As we begin May 2018 and approach the second and third meetings of Jay Powell’s tenure as Chairman of the Fed, we are continuing to see savings rates firm up.
While savings rates are improving, they are not where we expect to see them this time next year and still well below any historical norm. To boot, the yield curve is lacking slope. So while BestCashCow is the most comprehensive site listing savings and CD rates, we continue to urge caution when it comes to CD rates, especially those longer than one year.
This month, we’d therefore prefer to focus just on five savings and money market products that we find particularly interesting. We’re highlighting these products not only because the current rates are attractive, but because there has been some discussion in our conference rooms about banks that offer teaser rates and then lower them. We don’t believe either that these five banks have engaged in such tactics or that they will be lowering their rates as the Fed moves the Fed Funds rate higher.
So, here are five savings accounts that we would bet will continue to be competitive.
1. EBSB Direct – 1.80% Online Money Market rate
EBSB Direct is a familiar name to many who have followed the online deposit account space for the last few years. At various points, they have aggressively courted savers, and this rate represents a consistency in that approach. Earlier this year, their rate had been 1.57% and 1.44%. EBSB Direct has great reviews on BestCashCow.
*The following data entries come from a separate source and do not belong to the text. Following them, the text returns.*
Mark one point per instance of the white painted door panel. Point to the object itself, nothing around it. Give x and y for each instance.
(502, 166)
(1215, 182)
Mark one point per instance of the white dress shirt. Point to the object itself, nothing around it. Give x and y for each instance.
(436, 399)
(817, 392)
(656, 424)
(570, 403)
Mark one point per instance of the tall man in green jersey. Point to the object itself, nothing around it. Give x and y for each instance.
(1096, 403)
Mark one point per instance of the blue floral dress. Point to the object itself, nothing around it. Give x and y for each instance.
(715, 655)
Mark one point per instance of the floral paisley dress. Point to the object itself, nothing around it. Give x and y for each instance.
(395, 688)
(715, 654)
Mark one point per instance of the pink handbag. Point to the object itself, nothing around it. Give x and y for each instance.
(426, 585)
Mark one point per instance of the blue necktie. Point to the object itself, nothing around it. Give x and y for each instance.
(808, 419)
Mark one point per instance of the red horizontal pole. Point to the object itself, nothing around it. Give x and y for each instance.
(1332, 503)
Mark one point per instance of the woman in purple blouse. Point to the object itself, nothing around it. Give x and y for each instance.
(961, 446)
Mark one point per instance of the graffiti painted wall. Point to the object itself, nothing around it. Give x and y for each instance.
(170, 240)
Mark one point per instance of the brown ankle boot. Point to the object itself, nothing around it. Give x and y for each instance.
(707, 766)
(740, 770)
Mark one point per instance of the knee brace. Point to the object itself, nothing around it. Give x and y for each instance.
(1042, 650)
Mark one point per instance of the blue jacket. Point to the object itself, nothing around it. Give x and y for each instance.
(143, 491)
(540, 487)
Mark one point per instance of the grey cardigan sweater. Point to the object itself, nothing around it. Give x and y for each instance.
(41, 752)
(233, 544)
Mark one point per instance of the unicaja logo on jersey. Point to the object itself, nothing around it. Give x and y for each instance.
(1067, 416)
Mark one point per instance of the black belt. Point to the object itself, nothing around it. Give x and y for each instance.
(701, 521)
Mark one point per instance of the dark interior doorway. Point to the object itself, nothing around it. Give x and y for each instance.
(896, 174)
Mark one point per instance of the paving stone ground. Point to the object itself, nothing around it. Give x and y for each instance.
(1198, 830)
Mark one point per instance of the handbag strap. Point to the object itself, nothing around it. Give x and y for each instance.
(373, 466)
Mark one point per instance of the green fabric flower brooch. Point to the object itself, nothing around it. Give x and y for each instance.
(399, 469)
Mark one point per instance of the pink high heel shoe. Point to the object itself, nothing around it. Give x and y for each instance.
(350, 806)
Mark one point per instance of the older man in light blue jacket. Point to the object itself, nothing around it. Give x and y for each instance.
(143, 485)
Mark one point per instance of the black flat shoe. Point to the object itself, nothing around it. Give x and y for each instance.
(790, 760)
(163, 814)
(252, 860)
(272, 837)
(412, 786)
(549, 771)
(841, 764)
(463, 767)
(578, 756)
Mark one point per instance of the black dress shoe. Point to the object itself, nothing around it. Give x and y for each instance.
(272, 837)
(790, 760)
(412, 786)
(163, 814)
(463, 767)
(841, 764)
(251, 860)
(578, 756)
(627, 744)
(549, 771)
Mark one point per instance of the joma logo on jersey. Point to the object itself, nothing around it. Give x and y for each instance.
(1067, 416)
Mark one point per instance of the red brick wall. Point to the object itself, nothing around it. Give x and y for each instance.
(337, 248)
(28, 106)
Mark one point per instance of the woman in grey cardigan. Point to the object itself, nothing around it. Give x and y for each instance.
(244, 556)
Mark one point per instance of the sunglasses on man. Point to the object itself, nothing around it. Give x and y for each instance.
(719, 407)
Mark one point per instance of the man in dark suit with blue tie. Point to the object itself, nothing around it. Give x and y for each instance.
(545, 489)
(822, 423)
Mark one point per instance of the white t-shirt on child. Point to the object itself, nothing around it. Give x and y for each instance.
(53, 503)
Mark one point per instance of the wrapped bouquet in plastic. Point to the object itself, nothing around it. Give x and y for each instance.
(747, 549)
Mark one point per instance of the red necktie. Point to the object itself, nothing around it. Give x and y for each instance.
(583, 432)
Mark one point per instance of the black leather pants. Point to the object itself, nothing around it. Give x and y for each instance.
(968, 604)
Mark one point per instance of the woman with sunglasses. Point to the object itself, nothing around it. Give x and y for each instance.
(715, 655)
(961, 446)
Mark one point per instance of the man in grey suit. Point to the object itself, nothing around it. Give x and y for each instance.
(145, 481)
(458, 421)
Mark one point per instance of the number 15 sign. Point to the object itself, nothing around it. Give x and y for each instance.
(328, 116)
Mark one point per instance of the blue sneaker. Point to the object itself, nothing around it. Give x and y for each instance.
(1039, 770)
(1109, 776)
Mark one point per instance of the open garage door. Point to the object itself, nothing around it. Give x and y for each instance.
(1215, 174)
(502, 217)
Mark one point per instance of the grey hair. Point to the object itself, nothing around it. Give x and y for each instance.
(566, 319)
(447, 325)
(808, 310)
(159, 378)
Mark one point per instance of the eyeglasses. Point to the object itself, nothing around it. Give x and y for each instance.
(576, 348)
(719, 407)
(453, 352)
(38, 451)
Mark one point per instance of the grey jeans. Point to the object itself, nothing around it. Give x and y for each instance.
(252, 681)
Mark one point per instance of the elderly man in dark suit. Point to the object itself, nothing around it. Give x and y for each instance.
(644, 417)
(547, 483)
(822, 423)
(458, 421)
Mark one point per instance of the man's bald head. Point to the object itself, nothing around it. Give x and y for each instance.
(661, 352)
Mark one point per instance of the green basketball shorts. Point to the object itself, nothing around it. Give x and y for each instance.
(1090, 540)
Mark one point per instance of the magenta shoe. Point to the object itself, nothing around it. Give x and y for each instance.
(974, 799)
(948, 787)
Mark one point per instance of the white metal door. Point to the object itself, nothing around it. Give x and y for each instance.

High net worth depositors will appreciate the fact that the rate is extended to all deposits up to $2 million, and that as a subsidiary of East Boston Savings Bank, a Massachusetts chartered bank, DIF insurance covers that amount.
2. Purepoint – 1.75% Online Savings rate
We wrote about Purepoint in April and we have written about the bank before. As a subsidiary of one of Japan’s largest financial institutions and as an aggressive player in the US market that seems determined to gain market share, we’d bet on Purepoint to continue to raise rates as the Fed moves.
3. Marcus – 1.60% Online Savings rate
With generally outstanding reviews on BestCashCow, we think that Marcus is a good place to stash cash. Marcus is also a subsidiary of Goldman Sachs and if you listen to their executives on Bloomberg or CNBC, you’ll see that they have made a real commitment to the online savings and CD spaces and we doubt they will be doing anything other than raising rates as the Federal Reserve moves. To boot, Marcus is perhaps the only one of the major online banks where it seems very safe to go well over FDIC-insurance limits.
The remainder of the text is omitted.